Strachan admits Lennon is entering what, for him during his club career, were uncharted waters in his quest to find a replacement assistant.

"Garry went everywhere with me," he explained.

"Ron Atkinson brought him to Coventry at the same time as me when he was changing his backroom staff.

"I quickly discovered Garry was a knowledgeable man, unflappable. Nothing bothered him. He never brought anything into the training ground that would affect me.

"Garry was also great after games. He could go into the opposing manager's office, and you would never know if we'd won 6-0 or lost 6-0, which was great for me."

Strachan continued: "The only time I had to find another assistant was when I took over as Scotland manager.

"I asked Garry to join me, but he wouldn't come because he believed the Scotland team should be run by Scotsmen.

"So, the invitation was there, but he wouldn't accept it.

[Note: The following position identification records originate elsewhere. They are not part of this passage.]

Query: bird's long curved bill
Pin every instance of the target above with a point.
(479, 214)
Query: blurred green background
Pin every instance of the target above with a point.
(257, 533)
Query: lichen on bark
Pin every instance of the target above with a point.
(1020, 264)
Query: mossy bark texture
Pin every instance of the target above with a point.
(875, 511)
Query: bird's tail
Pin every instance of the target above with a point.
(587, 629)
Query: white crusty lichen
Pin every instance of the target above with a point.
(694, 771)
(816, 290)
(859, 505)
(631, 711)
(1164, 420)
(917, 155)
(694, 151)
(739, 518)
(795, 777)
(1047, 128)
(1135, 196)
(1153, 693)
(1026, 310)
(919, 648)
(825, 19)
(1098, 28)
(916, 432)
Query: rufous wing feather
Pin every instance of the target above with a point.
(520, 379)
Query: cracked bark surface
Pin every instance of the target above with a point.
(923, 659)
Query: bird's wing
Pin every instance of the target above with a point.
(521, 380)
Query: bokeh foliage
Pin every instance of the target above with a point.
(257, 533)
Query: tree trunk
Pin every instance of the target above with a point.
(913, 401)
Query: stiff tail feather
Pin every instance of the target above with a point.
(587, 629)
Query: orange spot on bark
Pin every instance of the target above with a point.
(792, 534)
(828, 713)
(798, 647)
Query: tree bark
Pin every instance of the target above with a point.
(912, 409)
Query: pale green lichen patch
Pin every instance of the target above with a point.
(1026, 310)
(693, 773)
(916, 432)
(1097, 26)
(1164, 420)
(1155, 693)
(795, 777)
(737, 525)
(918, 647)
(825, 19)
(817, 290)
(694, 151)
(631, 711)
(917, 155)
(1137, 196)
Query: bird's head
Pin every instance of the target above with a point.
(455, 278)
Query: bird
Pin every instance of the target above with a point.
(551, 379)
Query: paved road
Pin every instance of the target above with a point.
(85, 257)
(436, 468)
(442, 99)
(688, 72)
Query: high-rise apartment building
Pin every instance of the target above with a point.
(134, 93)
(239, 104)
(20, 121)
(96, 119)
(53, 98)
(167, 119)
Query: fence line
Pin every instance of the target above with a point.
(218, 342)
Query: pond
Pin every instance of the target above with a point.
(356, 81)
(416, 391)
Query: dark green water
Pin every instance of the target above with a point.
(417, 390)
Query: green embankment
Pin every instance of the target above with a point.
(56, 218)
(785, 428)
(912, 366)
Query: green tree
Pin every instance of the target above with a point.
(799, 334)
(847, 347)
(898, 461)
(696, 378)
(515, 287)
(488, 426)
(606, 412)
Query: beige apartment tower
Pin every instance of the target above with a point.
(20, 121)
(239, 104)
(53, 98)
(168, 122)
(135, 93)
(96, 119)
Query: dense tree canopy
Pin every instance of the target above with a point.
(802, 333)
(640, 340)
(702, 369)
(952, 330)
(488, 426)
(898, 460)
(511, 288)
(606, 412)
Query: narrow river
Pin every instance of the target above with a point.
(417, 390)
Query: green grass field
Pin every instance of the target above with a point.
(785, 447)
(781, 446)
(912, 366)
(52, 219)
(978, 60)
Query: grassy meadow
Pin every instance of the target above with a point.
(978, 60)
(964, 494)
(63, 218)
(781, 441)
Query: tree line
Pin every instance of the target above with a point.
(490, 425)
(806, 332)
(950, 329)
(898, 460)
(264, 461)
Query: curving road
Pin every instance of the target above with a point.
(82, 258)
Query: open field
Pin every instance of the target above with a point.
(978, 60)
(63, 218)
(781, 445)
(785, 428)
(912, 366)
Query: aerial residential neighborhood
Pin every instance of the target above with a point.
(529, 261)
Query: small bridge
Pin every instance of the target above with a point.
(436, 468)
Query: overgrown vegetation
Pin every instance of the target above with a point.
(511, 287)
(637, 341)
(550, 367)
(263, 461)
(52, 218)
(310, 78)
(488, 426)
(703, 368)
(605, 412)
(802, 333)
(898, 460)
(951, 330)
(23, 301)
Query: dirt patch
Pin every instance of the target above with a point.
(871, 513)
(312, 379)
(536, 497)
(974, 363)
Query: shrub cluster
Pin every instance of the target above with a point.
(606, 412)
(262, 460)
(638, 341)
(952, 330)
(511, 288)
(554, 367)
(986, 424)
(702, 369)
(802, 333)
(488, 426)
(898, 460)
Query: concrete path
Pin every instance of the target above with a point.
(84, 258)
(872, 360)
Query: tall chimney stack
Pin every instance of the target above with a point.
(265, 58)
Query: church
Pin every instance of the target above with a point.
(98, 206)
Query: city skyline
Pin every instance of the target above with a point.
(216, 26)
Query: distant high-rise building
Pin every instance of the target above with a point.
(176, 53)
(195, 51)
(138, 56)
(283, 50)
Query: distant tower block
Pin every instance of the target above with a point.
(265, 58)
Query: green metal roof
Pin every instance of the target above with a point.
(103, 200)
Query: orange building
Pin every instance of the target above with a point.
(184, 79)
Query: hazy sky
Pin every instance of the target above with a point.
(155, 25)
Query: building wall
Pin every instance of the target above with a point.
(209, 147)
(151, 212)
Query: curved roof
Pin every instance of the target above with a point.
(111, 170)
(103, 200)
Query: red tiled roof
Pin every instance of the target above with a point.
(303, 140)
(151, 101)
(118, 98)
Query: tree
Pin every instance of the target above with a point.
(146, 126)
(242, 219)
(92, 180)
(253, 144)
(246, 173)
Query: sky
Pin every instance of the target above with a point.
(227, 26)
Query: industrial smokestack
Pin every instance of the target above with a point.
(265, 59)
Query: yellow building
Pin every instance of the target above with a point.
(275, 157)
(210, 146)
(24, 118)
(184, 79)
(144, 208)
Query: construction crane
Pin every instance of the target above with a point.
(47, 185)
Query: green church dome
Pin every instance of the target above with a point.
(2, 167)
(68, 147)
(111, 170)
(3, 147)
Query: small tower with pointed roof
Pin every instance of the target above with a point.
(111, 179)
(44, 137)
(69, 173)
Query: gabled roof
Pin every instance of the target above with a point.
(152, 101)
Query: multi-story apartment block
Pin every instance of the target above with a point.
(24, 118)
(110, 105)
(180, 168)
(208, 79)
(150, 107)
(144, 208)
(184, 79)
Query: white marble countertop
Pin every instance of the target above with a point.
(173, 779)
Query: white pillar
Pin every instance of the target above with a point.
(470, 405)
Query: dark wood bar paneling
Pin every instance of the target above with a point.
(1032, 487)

He felt the same about England, that they should have an English manager and the backroom staff should be English, too.

"When you are talking about someone with principles, that is the type of man you are dealing with, and the kind of man you want by your side."

Strachan remains a close ally of Lennon, and an experienced voice at the end of a phone any time the current incumbent of the Parkhead hot seat seeks advice.

However, he does not expect to be asked to nominate anyone to replace Mjallby because he reckons Lennon will already have made contact with that person.

"I don't think there will be a shortage of applicants," said the 57-year-old Scotland boss.

"But, I don't think it is about waiting for applicants.

"Neil has probably already bumped into that person, at whatever occasion, coaching seminars, somewhere like that.

"Or maybe it has just been when he has been talking to people about football and thinking: 'I like what he could bring to the table to help me out here'.

"I don't think it's an interview process, as such. Neil will just think who has helped him in football, and who can deal with Neil as well."

Mjallby is the second of the four-man team assembled when Lennon took over the club in 2010 to leave, Alan Thompson having his ties severed for very different reasons two years ago.

Only Garry Parker of the original support team remains alongside Lennon, though Danny McGrain has since been promoted from the Development Squad.

Strachan is not sure it is a four-man job, and said: "In my opinion, three was always enough, really.

"I know that's not everyone's idea of a management team. But to my mind three is enough to make you think, whereas four starts to get a bit complicated.

"I don't count the goalie coaches in this because they do their own thing. So, for me, three is enough."